El poder del perro, que es una de esas películas que cada vez más de tarde en tarde me reconcilian con el cine con mayúsculas, se ubica a en los años 20 del pasado siglo en Montana. Estamos ante un lugar que podría ser un no-lugar, un escenario creado a lo Dogville, marcado por una naturaleza que se mueve entre la belleza y el desasosiego, en el que los personajes parecen danzar una coreografía que les obliga a mantener el equilibrio entre lo correcto y lo deseado. Una tensión febril para los hombres que en ese oeste de polvo y sangre, pero también en el presente siglo de olas feministas y agravios masculinos, tratan de cumplir con su papel.

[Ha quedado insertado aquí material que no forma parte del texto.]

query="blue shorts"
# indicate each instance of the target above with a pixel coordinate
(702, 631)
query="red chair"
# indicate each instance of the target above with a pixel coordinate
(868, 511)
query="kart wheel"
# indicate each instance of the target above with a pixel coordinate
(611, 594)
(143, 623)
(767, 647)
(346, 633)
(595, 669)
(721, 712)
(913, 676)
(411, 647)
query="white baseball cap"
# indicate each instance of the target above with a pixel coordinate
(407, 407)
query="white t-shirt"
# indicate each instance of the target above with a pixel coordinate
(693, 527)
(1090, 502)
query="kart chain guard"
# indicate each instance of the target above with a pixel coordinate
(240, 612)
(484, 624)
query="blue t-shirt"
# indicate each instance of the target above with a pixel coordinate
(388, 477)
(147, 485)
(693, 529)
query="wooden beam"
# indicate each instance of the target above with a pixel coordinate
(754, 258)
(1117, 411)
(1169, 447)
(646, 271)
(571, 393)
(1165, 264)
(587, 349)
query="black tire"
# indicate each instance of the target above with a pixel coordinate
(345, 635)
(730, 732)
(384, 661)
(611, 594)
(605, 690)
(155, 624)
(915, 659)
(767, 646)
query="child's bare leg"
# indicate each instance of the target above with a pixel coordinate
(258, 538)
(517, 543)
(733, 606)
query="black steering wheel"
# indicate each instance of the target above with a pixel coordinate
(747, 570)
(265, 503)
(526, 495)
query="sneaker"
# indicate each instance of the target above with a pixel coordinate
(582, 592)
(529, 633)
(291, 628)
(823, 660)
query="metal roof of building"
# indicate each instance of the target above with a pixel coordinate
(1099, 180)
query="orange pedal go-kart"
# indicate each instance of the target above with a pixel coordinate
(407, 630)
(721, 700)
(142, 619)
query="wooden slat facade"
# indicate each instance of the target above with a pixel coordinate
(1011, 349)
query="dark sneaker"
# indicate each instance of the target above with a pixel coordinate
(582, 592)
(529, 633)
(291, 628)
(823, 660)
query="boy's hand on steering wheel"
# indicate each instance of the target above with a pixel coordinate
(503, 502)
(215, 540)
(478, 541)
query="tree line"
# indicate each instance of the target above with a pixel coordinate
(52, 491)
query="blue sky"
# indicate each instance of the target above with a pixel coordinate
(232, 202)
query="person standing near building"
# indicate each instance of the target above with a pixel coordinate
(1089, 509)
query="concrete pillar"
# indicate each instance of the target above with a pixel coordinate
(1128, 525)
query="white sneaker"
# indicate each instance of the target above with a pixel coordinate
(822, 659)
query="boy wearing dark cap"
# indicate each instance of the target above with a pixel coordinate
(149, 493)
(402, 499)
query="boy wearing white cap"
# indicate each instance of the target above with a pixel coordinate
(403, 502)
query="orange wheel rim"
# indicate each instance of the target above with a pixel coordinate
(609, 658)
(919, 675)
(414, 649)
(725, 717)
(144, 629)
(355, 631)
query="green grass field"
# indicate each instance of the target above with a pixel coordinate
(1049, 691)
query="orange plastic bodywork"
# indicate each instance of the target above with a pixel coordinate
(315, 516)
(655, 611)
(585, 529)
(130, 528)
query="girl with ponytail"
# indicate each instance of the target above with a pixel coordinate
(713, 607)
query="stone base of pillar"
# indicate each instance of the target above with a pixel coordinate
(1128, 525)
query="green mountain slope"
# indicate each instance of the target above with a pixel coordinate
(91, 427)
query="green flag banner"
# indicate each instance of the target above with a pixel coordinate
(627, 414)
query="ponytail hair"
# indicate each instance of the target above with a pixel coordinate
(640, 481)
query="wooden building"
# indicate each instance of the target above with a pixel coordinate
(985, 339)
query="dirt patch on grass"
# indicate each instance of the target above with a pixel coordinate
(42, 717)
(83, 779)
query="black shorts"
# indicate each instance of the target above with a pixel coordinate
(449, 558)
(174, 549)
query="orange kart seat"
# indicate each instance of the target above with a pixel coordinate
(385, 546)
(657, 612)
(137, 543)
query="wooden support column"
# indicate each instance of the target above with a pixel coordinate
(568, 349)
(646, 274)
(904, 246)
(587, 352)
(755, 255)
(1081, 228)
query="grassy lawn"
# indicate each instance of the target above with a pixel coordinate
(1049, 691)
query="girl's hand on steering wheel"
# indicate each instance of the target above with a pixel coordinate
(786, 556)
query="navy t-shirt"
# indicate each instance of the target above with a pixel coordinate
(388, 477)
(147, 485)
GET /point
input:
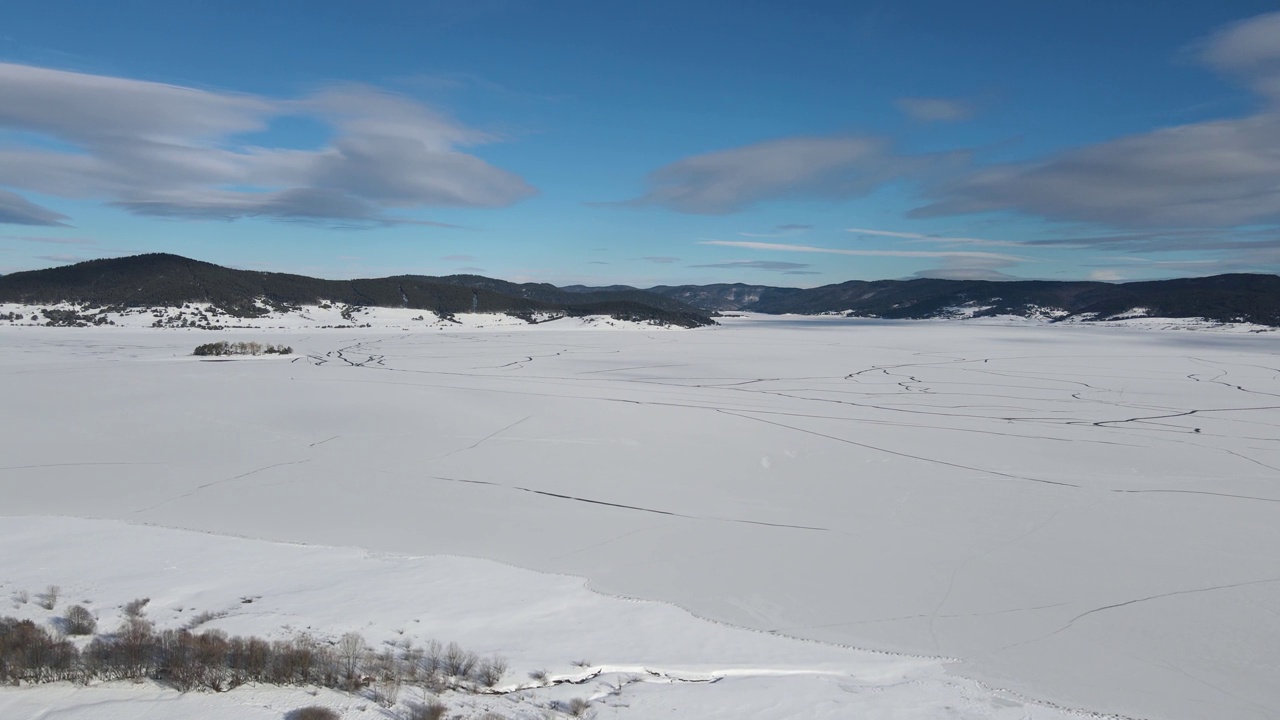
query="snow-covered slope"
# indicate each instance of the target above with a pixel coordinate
(1087, 515)
(205, 317)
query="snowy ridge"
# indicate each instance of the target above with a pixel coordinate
(328, 315)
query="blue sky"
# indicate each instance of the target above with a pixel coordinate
(659, 142)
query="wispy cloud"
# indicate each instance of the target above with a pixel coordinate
(789, 229)
(787, 247)
(177, 151)
(969, 269)
(734, 180)
(936, 109)
(772, 265)
(17, 210)
(1220, 173)
(49, 240)
(62, 258)
(938, 238)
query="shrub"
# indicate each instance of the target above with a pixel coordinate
(490, 671)
(430, 710)
(80, 620)
(312, 712)
(223, 347)
(136, 607)
(49, 598)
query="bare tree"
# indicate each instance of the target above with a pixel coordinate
(136, 607)
(351, 650)
(80, 620)
(49, 598)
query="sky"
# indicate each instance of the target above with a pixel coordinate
(657, 142)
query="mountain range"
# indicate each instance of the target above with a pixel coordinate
(163, 279)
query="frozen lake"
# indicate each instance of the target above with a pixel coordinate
(1086, 515)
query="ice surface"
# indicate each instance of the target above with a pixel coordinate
(1087, 515)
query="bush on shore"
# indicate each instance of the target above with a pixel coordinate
(223, 347)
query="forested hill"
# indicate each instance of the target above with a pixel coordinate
(1232, 297)
(163, 279)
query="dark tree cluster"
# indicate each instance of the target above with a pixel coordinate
(170, 281)
(223, 347)
(213, 661)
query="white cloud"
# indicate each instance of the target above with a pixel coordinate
(940, 238)
(1217, 173)
(178, 151)
(786, 247)
(727, 181)
(17, 210)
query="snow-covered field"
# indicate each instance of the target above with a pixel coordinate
(1083, 515)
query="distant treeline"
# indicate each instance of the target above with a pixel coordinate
(163, 279)
(1232, 297)
(211, 660)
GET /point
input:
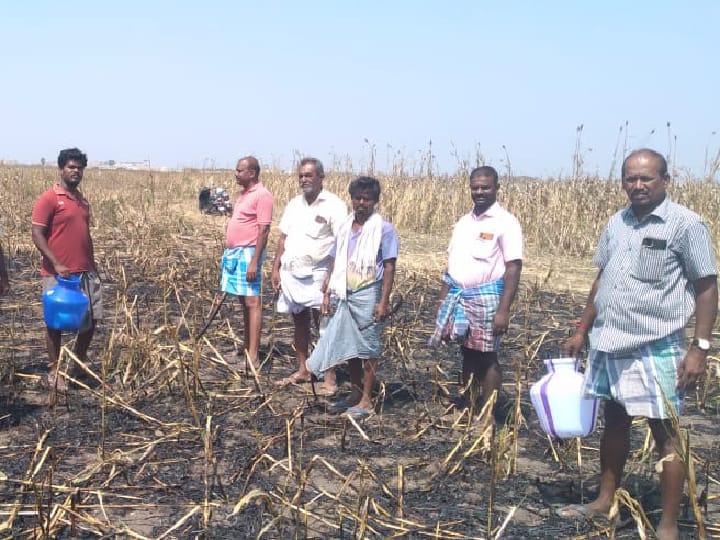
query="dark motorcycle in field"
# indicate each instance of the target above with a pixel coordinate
(215, 201)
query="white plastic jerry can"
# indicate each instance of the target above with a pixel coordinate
(559, 403)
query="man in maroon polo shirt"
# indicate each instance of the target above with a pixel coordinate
(61, 231)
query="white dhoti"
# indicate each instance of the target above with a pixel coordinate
(300, 290)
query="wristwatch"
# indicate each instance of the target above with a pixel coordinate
(700, 343)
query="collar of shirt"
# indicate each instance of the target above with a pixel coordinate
(660, 212)
(250, 188)
(320, 197)
(491, 211)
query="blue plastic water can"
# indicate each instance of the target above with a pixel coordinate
(65, 304)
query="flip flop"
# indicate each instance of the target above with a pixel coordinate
(323, 391)
(287, 381)
(338, 407)
(580, 511)
(359, 414)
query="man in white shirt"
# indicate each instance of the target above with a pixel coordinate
(302, 258)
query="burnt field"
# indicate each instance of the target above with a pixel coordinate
(165, 436)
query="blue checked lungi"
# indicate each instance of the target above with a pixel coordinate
(466, 315)
(234, 267)
(640, 380)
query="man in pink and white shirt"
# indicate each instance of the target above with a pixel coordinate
(479, 286)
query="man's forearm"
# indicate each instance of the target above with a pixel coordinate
(40, 242)
(706, 298)
(279, 250)
(388, 280)
(263, 234)
(512, 282)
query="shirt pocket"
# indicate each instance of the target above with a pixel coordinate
(483, 248)
(650, 264)
(315, 229)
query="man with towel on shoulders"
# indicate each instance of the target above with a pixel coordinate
(361, 277)
(302, 259)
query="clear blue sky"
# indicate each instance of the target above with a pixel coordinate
(185, 83)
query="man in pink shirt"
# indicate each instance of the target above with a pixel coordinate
(61, 232)
(246, 239)
(484, 264)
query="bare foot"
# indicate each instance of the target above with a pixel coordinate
(667, 532)
(296, 378)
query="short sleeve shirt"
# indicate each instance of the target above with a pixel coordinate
(481, 245)
(310, 229)
(253, 208)
(389, 249)
(648, 268)
(66, 219)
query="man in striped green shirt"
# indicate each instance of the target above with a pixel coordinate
(657, 269)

Y en el que un joven como Peter, que quizás quiera convertirse en médico para dominar algo más el arte de la curación y los cuidados, además de para ser parte de alguna manera del pacto que lo une al padre, viene a ser como un animalillo salvaje que escapa de los insultos y desafía, a su pesar, a quienes fueron educados para ser depredadores.

El delicado tapiz que teje Campion, basándose en la novela de Thomas Savage, es posible y creíble gracias a las espléndidas interpretaciones de todo el reparto y muy especialmente de esos dos hombres condenados a entenderse, interpretados por un impresionante Benedict Cumberbatch y un Kodi Smit-McPhee que bien podría ser la encarnación de la androginia soñada en una sociedad sin géneros. Lo más hermoso de la historia es que esas dos masculinidades, ambas disidentes, acaban encontrándose, reconociéndose, tocándose. La cuerda trenzada que pasa de Phil a Peter. El hombre atormentado que da paso a un hombre nuevo. La emoción, y la imaginación, como testigos. El poder de la ternura. El perro que lame en lugar del que airado ladra como si fuera una montaña a punto de reventar. La mejor manera de darle la vuelta al western como necesario sería dársela a una virilidad que no se atreve a hablarle a los animales en griego o en latín.